Why do basketball players hate gravity?
Because it's always bringing them down.
What do you get if you cross Damian Lillard and a watch?
Fat Lever.
I used to be a banker but I lost interest.
Why was Cinderella thrown off the basketball team? She always ran away from the ball.
Why can’t bikes stand? Because they are two tired (Too tired).
Do you like me? Joke... Well come on!
BOOMSHACKALATA!
How did Helen Keller’s parents punish her? They handed her a basketball and told her to “read this book”.
One day, this dad and his son went to a basketball factory, and the son said, "I want to buy some balls." The dad said, "What for?" The son said, "So you can have some balls."
What is Michael Jordan's favorite coffee place? Dunkin' Donuts.
Why is the thief so good at basketball? Because he can shoot, steal, and run.

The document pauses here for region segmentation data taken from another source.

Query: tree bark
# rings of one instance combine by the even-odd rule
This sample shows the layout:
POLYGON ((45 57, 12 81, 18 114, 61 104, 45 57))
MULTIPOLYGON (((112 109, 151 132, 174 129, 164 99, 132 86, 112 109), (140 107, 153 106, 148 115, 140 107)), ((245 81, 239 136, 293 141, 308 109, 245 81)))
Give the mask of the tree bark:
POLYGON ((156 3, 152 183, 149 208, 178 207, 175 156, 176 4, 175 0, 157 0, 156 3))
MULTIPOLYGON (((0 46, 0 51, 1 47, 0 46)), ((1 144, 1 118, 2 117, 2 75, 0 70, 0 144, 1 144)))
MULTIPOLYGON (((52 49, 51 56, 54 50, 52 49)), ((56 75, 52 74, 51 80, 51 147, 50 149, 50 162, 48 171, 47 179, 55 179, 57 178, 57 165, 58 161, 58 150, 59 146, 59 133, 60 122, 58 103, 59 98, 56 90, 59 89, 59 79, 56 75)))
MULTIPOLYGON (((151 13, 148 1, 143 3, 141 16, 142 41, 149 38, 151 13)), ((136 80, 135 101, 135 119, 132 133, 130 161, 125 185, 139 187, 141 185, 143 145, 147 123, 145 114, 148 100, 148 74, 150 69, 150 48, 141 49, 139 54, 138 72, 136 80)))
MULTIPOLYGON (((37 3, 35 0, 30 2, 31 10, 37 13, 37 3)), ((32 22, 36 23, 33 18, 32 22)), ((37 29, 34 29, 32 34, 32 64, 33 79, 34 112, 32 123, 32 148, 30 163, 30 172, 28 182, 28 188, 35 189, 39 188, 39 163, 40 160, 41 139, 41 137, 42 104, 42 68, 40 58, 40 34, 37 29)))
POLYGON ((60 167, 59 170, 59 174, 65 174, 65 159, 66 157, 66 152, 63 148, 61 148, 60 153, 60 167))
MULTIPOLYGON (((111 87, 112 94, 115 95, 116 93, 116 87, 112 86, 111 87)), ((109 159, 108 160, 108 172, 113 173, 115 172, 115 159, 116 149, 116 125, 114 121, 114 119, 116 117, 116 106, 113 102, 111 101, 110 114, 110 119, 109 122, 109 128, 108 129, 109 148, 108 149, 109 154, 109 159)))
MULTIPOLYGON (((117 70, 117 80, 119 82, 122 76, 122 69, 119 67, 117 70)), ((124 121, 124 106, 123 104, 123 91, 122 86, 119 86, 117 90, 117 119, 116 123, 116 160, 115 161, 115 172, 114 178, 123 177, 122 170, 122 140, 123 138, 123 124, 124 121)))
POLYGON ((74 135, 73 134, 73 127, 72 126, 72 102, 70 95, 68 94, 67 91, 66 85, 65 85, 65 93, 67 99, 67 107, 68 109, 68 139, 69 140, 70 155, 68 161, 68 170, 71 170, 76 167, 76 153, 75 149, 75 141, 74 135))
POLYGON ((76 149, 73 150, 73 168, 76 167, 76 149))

Did you hear the scores of the African basketball game?
It was Eight-Nothing.
What does Helen Keller say when she touches a basketball?
Duhhuuughhhr.
When I went to basketball training, there was a giant bag of basketballs on the floor.
My friend was like, "That's a huge sack of balls!"
He didn't realize what was about to happen.
"That's what she said!"
The Columbine High School basketball team hasn't been the same since they lost their two best shooters.
Why are retards good at basketball?
'Cause they dribble all the time!
What did the basketball say to the Frisbee... "No balls."